If the banks wanted to use the payment of rent over a period of time then they would just request copies of bank statements showing this. The fact that they don't take it into account currently when they could shows that they don't think it factors that highly in their affordability assessments.
A Mortgage where your committing to repay it over a period of 25 years with the chance of interest rate increases over that time is a very different thing to a rental contract where usually the commitment is usually 12 months or less, plus there are different costs and difficulties with a rental eviction vs debt collection procedures and a potential forced sale of a house by a bank to recoup some of their money.
Also the general public have brought about tighter mortgage affordability by making "miss-sale" complaints every chance they get on a range of financial products. This has lead to the banks having to justify lending the money and having to actively check they can afford it over the 25 year period because people are generally saying they can't be trusted to make those decisions themselves so the banks have to err on the side of caution.
What I meant by my post is that I do think its a good idea for rent to be on credit files. I find it ridiculous that you have to get into debt and then get back out (by say showing how sensible you can be with a credit card) as 'no credit history' can be as bad as no credit history. Having a solid rent contract to bolster it can, in my opinion, only be a good thing. I dont think its absurd that someone who has fulfilled their rental contract by paying on time and in full each month can have that reflected in their 'financial history' that people use to make lending decisions.
Why should someone who gets a fancy car on finance whilst living with mum and dad get a ‘good credit history’ because they pay it all on time, but someone who moves out and rents has no credit history despite paying a large amount in rent every month, on time, as agreed.
you may disagree because it’s not ‘credit’ however clearly some people have seen a benefit to recording someone sticking to an agreement and paying a large amount of their income each month in return for a service (not a car, or a loan, or a mobile phone contract, or a credit card)

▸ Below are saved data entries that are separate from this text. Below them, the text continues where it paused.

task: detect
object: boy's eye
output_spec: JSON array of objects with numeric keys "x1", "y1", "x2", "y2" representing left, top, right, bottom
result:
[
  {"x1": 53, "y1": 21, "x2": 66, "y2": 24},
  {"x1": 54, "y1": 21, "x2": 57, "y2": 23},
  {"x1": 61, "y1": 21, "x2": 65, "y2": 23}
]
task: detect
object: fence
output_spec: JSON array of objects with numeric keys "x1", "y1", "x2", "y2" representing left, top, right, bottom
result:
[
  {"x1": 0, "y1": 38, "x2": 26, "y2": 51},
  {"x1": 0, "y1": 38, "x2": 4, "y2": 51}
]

What I find absurd is people with no history being treated as if they cannot handle money. When I bought my house I had ‘good history’ as my car was financed and I’d paid off a loan and a credit card. My partner had ‘bad’ history (no history) as he had saved for his car and bought outright, and always budgeted so he never had to take loans and credit cards. I was clearly less financially stable and astute than him, yet on paper I was the better bet?